PRIMA MAPPA DELLE NUBI DI UN ESOPIANETA

Sotto il cielo di Kepler-7b

Usando il telescopio spaziale Kepler un gruppo di ricerca internazionale ha prodotto la prima mappa delle nuvole di un esopianeta, Kepler-7b. Un ulteriore tassello nella comprensione delle dinamiche atmosferiche esoplanetarie per l'individuazione dei segni distintivi della vita.

L'astrofisico Kevin Heng dell'Università di Berna e una rappresentazione artistica NASA di un esopianeta.

L’astrofisico Kevin Heng dell’Università di Berna e una rappresentazione artistica NASA di un esopianeta.

Non si può certo rimproverare a Kevin Heng di avere costantemente la testa fra le nuvole. Questo ragazzo dai tratti orientali è un astrofisico di origine statunitense da qualche anno approdato in Svizzera, dove ora dirige un gruppo di studio sugli esopianeti ed esoclimi al Center for Space and Habitability dell’Università di Berna. E il suo pallino è proprio lo studio del clima sui mondi alieni, attraverso la comprensione delle dinamiche atmosferiche.

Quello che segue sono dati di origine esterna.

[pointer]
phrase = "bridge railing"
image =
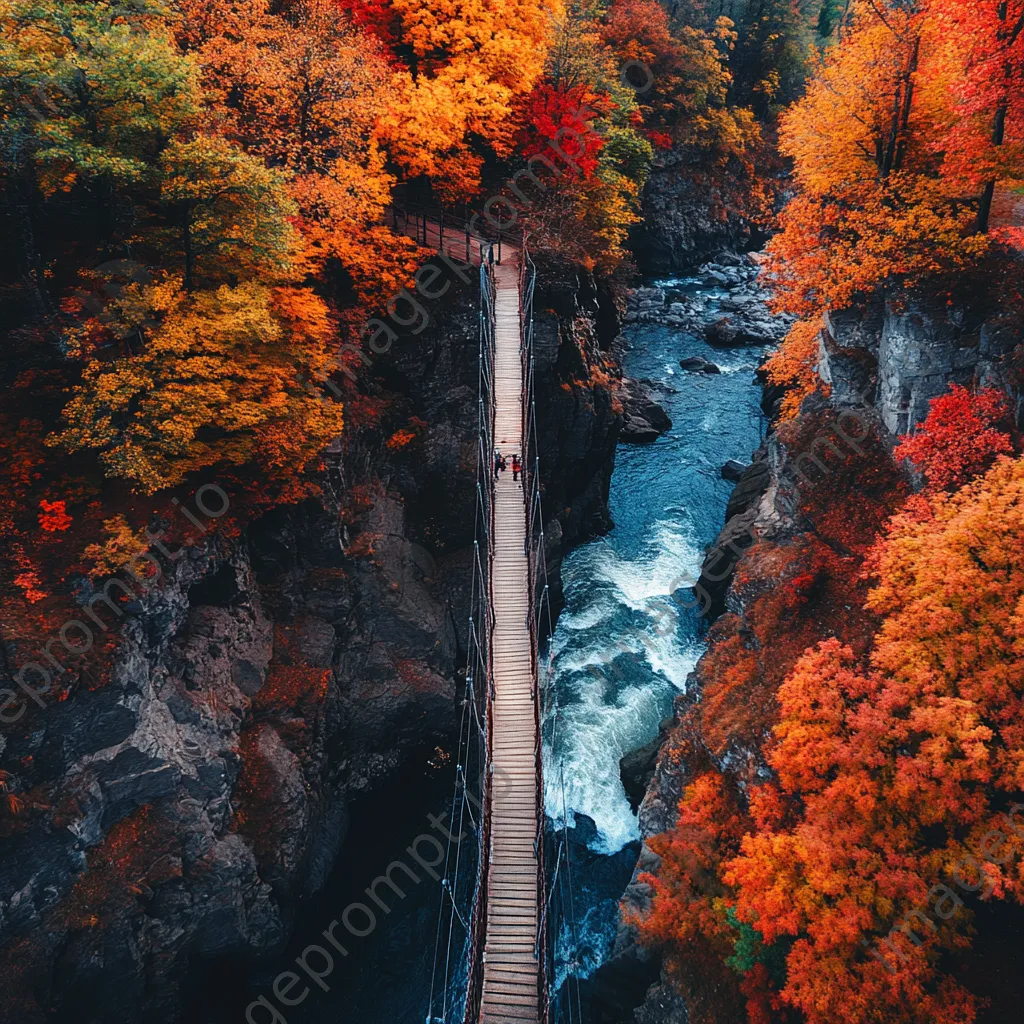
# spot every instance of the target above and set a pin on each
(540, 603)
(461, 930)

Assieme a colleghi dell’Osservatorio di Ginevra, del Massachusetts Institute of Technology (MIT) e dell’Università di Oxford, Hang si è recentemente interessato a un esopianeta di tipo gioviano caldo alquanto bizzarro: Kepler-7b, uno dei primi ad essere scoperti dalla sonda NASA Kepler nel 2010. Grande una volta e mezzo Giove ma decisamente più rarefatto, Kepler-7b riflette circa il 50% della luce visibile incidente sulla sua atmosfera, un valore ben più alto di quello che gli astrofisici si aspettano per un pianeta di questo tipo.

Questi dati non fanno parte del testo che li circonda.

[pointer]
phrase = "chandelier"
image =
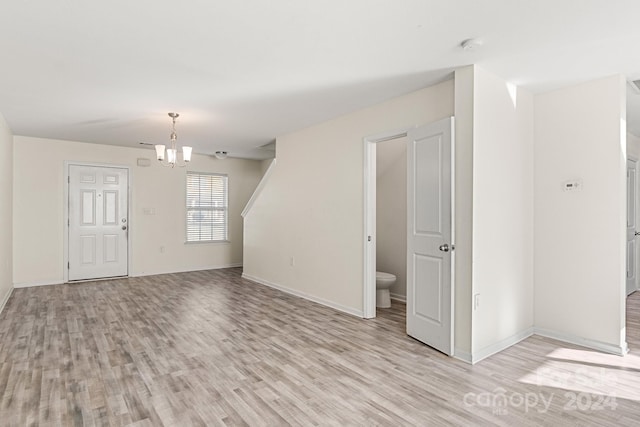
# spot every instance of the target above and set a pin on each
(172, 149)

La spiegazione più semplice dell’alta riflettività di Kepler-7b è la presenza di nuvole che lo circondino. Per dimostralo, il team internazionale a cui collabora Hang ha misurato con il satellite Kepler la luce riflessa dal pianeta durante un’intera orbita attorno alla sua stella, compiuta in meno di 5 giorni. Il gruppo di ricerca ha quindi prodotto quella che viene definita una “curva di fase”, che può essere direttamente trasformata in una mappa grezza, la prima nel suo genere. Naturalmente non una rappresentazione artistica di cumulonembi, ma un insieme di puntini volteggianti nel piano cartesiano da cui i ricercatori hanno ricavato due informazioni principali. Una è, appunto, la necessaria presenza di nuvole. L’altra è la dimensione approssimativa delle particelle che compongono le nubi.

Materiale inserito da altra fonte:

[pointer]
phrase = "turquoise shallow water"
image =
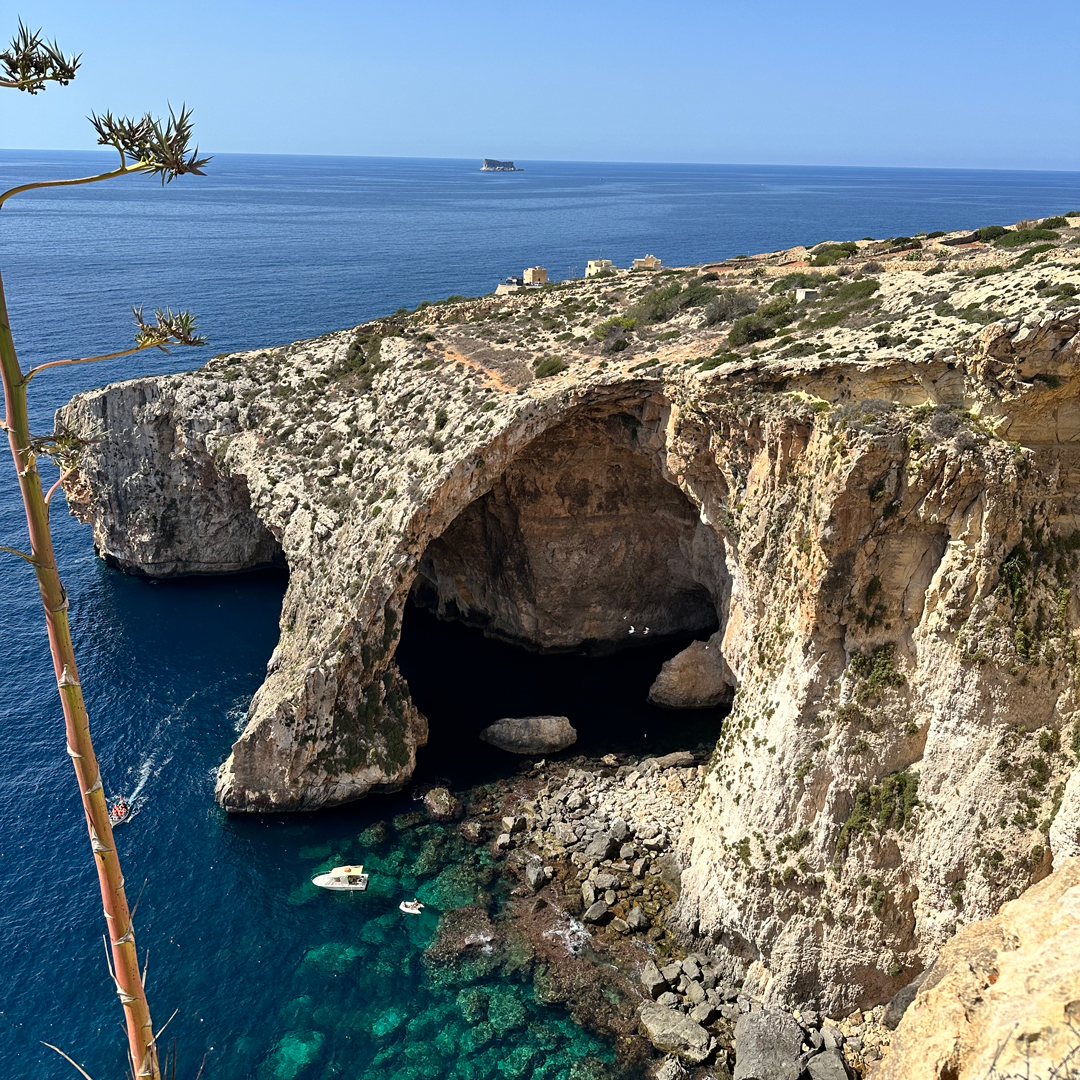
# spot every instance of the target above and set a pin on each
(270, 979)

Assieme allo studio del “pianeta blu” HD 189733b del luglio scorso, a cui Heng ha collaborato, queste sono le prime ricerche empiriche che indagano in dettaglio le eso-nuvole. Ma perché tanto interesse? “Le nuvole sono per noi un disturbo”, risponde Hang, “dal momento che ci impediscono di dare un’interpretazione univoca all’atmosfera di un esopianeta. Il timore è che le nuvole confondano la nostra capacità di identificare chiaramente i segni distintivi della vita quando analizziamo gli spettri di un’atmosfera esoplanetaria per determinare l’abbondanza degli elementi chimici. Questo è il motivo per cui stiamo investendo tempo ed energie per comprendere gli effetti delle nuvole.”

La mappa delle nuvole di Kepler-7b

La mappa delle nuvole di Kepler-7b

La ricerca è in corso di pubblicazione su Astrophysical Journal Letters, mentre lo studio sulla riflettività di Kepler-7b sarà pubblicato su Astrophysical Journal:

  • Brice-Olivier Demory, Julien de Wit, Nikole Lewis, Jonathan Fortney, Andras Zsom, Sara Seager, Heather Knutson, Kevin Heng, Nikku Madhusudhan, Michael Gillon, Thomas Barclay, Jean-Michel Desert, Vivien Parmentier, Nicolas B. Cowan: Inference of Inhomogeneous Clouds in to exoplanet atmosphere, Astrophysical Journal Letters, September 2013, in press.
  • Kevin Heng, Brice Oliver Demory: Understanding trends associated with clouds in irradiated exoplanets, Astrophysical Journal, September 2013, in press.